I realized that I craved the specific kind of interaction that roleplaying provides. For years as an adult I’d spent Sunday afternoons watching pro football, and it would have been easy to slide into one of the groups of men in my age cohort who bonded around watching sports. But it just didn’t appeal to me any more. I wanted something that stretched my imagination.

So in spite of my trepidation, I stepped into the unknown, and I found a local Meetup.com group devoted to Dungeons & Dragons. At the time I was uninterested in D&D, but I noticed more than a few of the people in the group had played a wide variety of games. So I created a profile and joined the group. The gnashing of teeth and the trepidatious profile creation behind me, I half wished someone would respond to my notice of availability, and half wished nobody would.

Into the Void

Thankfully someone did. The very next day, I received an email from a man in his 30s named Matt. He was running a Call of Cthulhu campaign, and one of the players had moved far away, leaving them short a player. Would I be interested in joining the group? After a couple of emails back and forth, I agreed meet them at their next Friday evening session.
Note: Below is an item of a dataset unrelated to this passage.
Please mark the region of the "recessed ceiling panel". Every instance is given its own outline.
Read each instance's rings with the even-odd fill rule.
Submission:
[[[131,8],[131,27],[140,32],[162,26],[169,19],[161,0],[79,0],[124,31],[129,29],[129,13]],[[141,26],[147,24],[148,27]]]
To feel so nervous about meeting four people to play a game for an evening may sound ridiculous, but the feeling was real. I didn’t want it to go sideways. I wanted it all to work. I wanted to be able to somehow pull off the miracle of resurrection, to somehow find the spark that had illuminated the games of my youth, even though the thought seemed preposterous.

Long odds indeed.

But after we made introductions and the pizza arrived, we talked about our characters and started playing. I discovered something wondrous and awesome. Matt was an excellent gamemaster. I could feel it immediately. Emerson was immersed in his character, but not to the point that it derailed the game. Brie was a thoughtful, savvy player. That first game session was a genuinely delightful surprise.
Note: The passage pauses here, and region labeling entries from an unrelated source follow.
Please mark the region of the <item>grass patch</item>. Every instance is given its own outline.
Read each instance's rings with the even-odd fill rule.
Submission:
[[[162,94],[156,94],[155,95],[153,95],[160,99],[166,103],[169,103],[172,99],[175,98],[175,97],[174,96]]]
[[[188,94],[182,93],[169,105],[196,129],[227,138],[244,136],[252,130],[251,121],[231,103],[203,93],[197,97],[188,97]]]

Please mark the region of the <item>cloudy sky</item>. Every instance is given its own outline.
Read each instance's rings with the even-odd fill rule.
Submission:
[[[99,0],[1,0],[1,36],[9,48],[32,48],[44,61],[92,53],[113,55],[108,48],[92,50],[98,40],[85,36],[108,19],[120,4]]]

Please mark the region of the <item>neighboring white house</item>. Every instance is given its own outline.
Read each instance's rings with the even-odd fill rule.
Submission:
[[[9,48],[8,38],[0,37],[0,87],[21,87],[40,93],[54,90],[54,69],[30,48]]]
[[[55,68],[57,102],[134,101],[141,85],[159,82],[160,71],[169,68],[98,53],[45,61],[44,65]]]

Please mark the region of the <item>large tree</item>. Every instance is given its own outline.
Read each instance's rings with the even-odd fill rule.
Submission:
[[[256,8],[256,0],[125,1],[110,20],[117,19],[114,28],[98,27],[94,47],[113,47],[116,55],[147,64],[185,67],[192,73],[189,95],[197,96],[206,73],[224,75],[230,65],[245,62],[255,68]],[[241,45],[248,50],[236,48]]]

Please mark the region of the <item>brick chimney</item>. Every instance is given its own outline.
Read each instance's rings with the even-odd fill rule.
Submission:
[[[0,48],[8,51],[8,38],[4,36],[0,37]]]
I came back the following Friday, and though the mix of players has shifted, Matt, Emerson and I have been playing Friday nights ever since. We’ve played an even broader range of games and play styles than I did before, and we’ve become true friends. Where before it was friendships that led to games, this time the games led to friendships.

The Journey Continues

It was a stroke of good fortune that got me in touch with Matt and Emerson. It also made me realize that there really are common touchpoints that make it easier to connect with other gamers than I’d realized. I met enough people through work to introduce Dungeon World to a small group, and later play in my friend Steve’s Apocalypse World campaign and run an online D&D game for Mike and Riki. I taught, I learned, I made new friends, I had fun. I grew as a gamer and as a person.

The rest of my life still takes up so much time that I have very little for roleplaying games. But I cling tenaciously to that time, because it’s valuable to me. And I’m grateful that when I could have packed it all up and said goodbye to tabletop roleplaying, I gave it one last shot.